At Balasore General Hospital, the wards are full of wounded, many of them on the floor and in the corridors.
Some have described it as a war zone in the aftermath of India’s worst rail tragedy in over two decadeswith more than 300 confirmed dead and some 900 injured.
Doctors were overwhelmed by a relentless stream of patients, many with serious injuries.
One of the volunteers who rushed here to help described blood all over the floors as the hospital tried to cope with the number of casualties.
It’s a small town in a poor part of West Bengal, suddenly on the front line of the worst train crash of this century.
I met Gura, 24, with his legs, arms and head heavily bandaged.
He was among the many in the halls in shock and in great pain.
He described the sudden moment he felt a huge jolt as two trains collided.
“We were standing by the gates,” he said.
“Both cars ran over us. There were four of us. I felt strangled when I was thrown out of the car and got out.
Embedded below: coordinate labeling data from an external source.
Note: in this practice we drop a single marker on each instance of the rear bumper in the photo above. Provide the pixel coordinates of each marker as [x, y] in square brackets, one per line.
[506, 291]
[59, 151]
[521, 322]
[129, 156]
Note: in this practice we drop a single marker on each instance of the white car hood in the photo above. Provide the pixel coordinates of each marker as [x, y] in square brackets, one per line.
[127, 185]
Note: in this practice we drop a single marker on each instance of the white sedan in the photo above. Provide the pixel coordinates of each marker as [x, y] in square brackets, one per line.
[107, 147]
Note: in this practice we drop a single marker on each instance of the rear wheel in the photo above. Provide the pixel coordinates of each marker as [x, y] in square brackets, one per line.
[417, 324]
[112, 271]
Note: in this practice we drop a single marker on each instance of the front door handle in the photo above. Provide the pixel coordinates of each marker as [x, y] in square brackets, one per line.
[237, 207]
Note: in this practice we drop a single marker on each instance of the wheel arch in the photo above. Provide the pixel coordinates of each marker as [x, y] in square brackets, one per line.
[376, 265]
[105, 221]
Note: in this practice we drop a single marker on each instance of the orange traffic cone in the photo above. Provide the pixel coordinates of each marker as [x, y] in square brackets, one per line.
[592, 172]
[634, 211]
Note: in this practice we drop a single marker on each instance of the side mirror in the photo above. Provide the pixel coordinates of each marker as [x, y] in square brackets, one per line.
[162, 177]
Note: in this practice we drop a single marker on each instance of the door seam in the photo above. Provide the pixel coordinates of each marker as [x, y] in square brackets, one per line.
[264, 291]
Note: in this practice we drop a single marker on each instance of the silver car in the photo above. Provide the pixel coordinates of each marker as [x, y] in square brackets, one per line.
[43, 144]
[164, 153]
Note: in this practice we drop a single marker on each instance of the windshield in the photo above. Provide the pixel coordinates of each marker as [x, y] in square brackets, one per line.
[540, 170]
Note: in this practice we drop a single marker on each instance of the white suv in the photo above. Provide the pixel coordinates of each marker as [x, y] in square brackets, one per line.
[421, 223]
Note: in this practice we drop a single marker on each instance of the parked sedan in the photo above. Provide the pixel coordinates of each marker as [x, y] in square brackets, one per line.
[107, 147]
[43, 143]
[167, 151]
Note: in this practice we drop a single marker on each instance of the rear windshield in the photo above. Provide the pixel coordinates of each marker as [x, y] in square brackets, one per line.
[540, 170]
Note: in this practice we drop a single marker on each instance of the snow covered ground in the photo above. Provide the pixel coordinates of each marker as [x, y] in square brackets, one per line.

“I was injured in the head, arms and legs. It hurts.”
Some from this hospital were taken to four o’clock for more specialized treatment.
But many did not make it out alive.
Their families are now trying to make the journey here to recover their bodies, traveling for many hours – most of them by train.
Narendra Modi also visited the hospital. It was due to launch new high-speed trains yesterday. Instead, he was visiting a scene with an unusually high death toll, even for a country with a long string of fatalities.
The cause of this is not yet established, but early indications suggest a possible signaling defect.